Dr. Jaime Etxebarria: If the astigmatism is <4D and it is regular: glasses, contact lenses, toric IOL in bag or for phakic (usually in iridian support). If it is <4D but does not achieve good vision with glasses, I advise CL. If it is >4D, arcuate incisions and sutures in the flatter meridian. I think the key is to make a diagnosis as accurate as possible of what has happened: perform a topography, a careful examination of the edges of the scar by slit lamp and sometimes OCT. If there has been a dehiscence in some quadrant, it is useful to open it and suture again, trying to obtain a good apposition of the edges. In the less frequent cases in which the astigmatism appears in perfectly coaptate corneas and can be attributed to an oval trepanation or other causes, the correction can be attempted by means of LASIK. In these cases, it is convenient to do it in two stages, first the cut with the microkeratome, which when affecting the 360o of the scar can modify astigmatism noticeably, and after revaluating the residual ametropia, we can perform the laser ablation with good results.
Dr.
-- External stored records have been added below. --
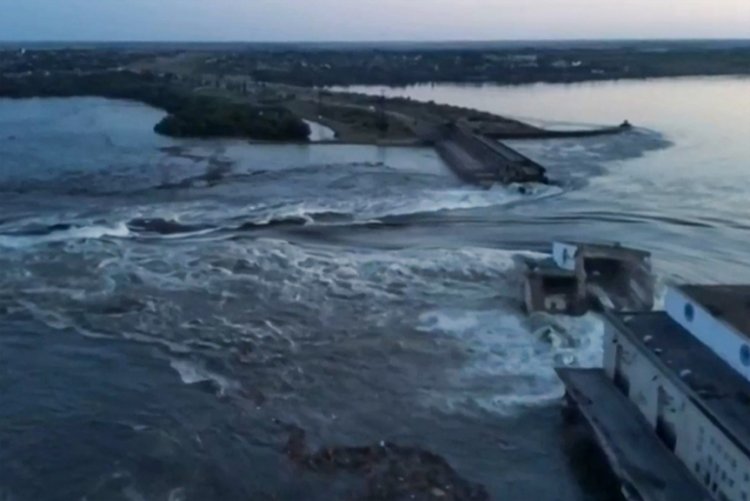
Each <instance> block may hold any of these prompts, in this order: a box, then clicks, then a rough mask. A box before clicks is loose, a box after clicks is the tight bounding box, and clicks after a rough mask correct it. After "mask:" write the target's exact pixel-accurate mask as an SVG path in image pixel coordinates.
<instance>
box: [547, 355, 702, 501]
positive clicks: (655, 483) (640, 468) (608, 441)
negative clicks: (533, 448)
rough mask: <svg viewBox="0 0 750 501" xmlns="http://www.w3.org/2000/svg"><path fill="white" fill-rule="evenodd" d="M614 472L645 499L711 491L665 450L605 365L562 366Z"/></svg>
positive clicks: (649, 427)
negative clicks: (586, 368) (591, 365)
mask: <svg viewBox="0 0 750 501" xmlns="http://www.w3.org/2000/svg"><path fill="white" fill-rule="evenodd" d="M557 373H558V374H559V375H560V379H562V380H563V382H564V383H565V387H566V388H567V390H568V396H569V397H570V398H572V399H573V400H574V401H575V403H576V404H577V406H578V409H579V410H580V411H581V414H582V415H583V417H584V418H585V419H586V421H587V422H588V424H589V425H590V426H591V428H592V429H593V430H594V434H595V436H596V438H597V440H598V441H599V445H600V446H601V447H602V449H603V450H604V453H605V454H606V456H607V459H608V460H609V462H610V465H611V466H612V468H613V470H614V472H615V474H616V475H617V476H618V477H620V480H621V481H623V483H627V484H628V485H629V487H631V488H635V490H636V491H637V492H638V495H640V498H641V499H645V500H651V501H653V500H657V499H658V500H660V501H685V500H690V501H709V500H710V499H712V498H711V495H710V494H709V493H708V492H707V491H706V489H705V488H704V487H703V486H702V485H701V484H700V483H699V482H698V480H696V479H695V477H693V476H692V475H691V474H690V472H689V470H688V469H687V468H686V467H685V465H684V464H682V463H681V462H680V460H679V459H678V458H677V456H675V455H674V454H672V452H671V451H669V449H667V448H666V447H665V446H664V444H662V442H661V440H659V438H658V437H657V435H656V434H655V433H654V432H653V429H652V428H651V426H650V425H649V423H648V422H647V421H646V419H645V418H644V417H643V416H642V415H641V414H640V413H639V412H638V410H637V408H636V406H634V405H633V404H632V403H631V402H630V400H628V398H627V397H626V396H625V395H624V394H623V393H622V392H620V390H619V389H617V387H615V385H614V384H613V383H612V381H611V380H609V379H608V378H607V375H606V374H605V373H604V371H603V370H602V369H558V371H557Z"/></svg>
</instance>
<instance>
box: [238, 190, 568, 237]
mask: <svg viewBox="0 0 750 501" xmlns="http://www.w3.org/2000/svg"><path fill="white" fill-rule="evenodd" d="M560 193H562V189H561V188H560V187H557V186H545V185H511V186H507V187H501V186H497V187H495V188H492V189H490V190H481V189H473V188H457V189H447V190H445V189H444V190H422V191H420V192H417V193H414V194H399V195H391V196H385V197H380V198H377V197H367V196H359V197H357V198H349V199H344V200H336V199H335V198H334V197H331V198H330V199H326V200H322V199H319V200H314V201H307V202H289V203H288V204H286V205H281V206H280V205H279V204H274V205H273V206H263V205H260V206H255V207H251V208H250V210H251V212H256V213H259V214H260V217H258V218H257V219H254V220H250V221H246V222H243V223H242V224H240V225H239V226H237V227H235V228H232V229H234V230H239V231H244V230H256V229H260V228H272V227H283V226H305V225H313V224H314V225H349V224H353V225H377V224H386V223H387V220H389V219H393V218H400V217H404V216H418V215H426V214H434V213H440V212H446V211H454V210H471V209H481V208H487V207H496V206H505V205H511V204H515V203H521V202H524V201H530V200H539V199H542V198H547V197H551V196H556V195H559V194H560ZM237 219H240V218H237Z"/></svg>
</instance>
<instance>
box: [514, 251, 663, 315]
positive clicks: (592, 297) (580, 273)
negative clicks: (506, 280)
mask: <svg viewBox="0 0 750 501" xmlns="http://www.w3.org/2000/svg"><path fill="white" fill-rule="evenodd" d="M527 267H528V269H527V272H526V275H525V277H524V291H523V297H524V306H525V308H526V311H527V312H535V311H546V312H549V313H565V314H570V315H582V314H584V313H586V312H587V311H588V310H589V309H590V308H591V306H592V305H594V304H596V303H599V304H600V305H602V306H604V307H608V308H613V309H618V310H623V309H630V310H632V309H639V310H643V309H646V310H650V309H651V308H653V302H654V290H653V289H654V286H653V276H652V274H651V255H650V254H649V253H648V252H644V251H641V250H637V249H630V248H627V247H624V246H622V245H620V244H592V243H579V242H555V243H553V245H552V256H551V257H550V258H548V259H545V260H542V261H534V262H530V263H527Z"/></svg>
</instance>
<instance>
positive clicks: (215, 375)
mask: <svg viewBox="0 0 750 501" xmlns="http://www.w3.org/2000/svg"><path fill="white" fill-rule="evenodd" d="M169 365H170V367H172V368H173V369H174V370H175V371H177V374H179V376H180V379H181V380H182V382H183V383H185V384H186V385H194V384H199V383H204V382H211V383H213V384H215V385H216V386H217V388H218V392H217V393H218V395H219V396H221V397H223V396H226V395H227V394H228V393H229V392H233V391H237V390H239V389H240V384H239V383H238V382H237V381H234V380H232V379H229V378H227V377H225V376H222V375H220V374H216V373H215V372H212V371H210V370H208V369H206V368H205V367H204V366H203V365H202V364H200V363H198V362H192V361H189V360H183V359H172V360H170V362H169Z"/></svg>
Alberto Villarrubia: Glasses if the patient tolerates them, has good corrected vision and there is no great ametropia. Otherwise we try CL gas permeable. In any case, we usually offer the patient the right surgery to correct his ametropia: PRK with mitomycin C, phakic IOL (ICL), refractive lensectomy with toric IOL, or a combination of the former with one of the latter. If there is a lot of irregular astigmatism and it does not tolerate gas permeable CL, we offer the patient the possibility of ablation guided by topography, with which we have obtained moderately acceptable results.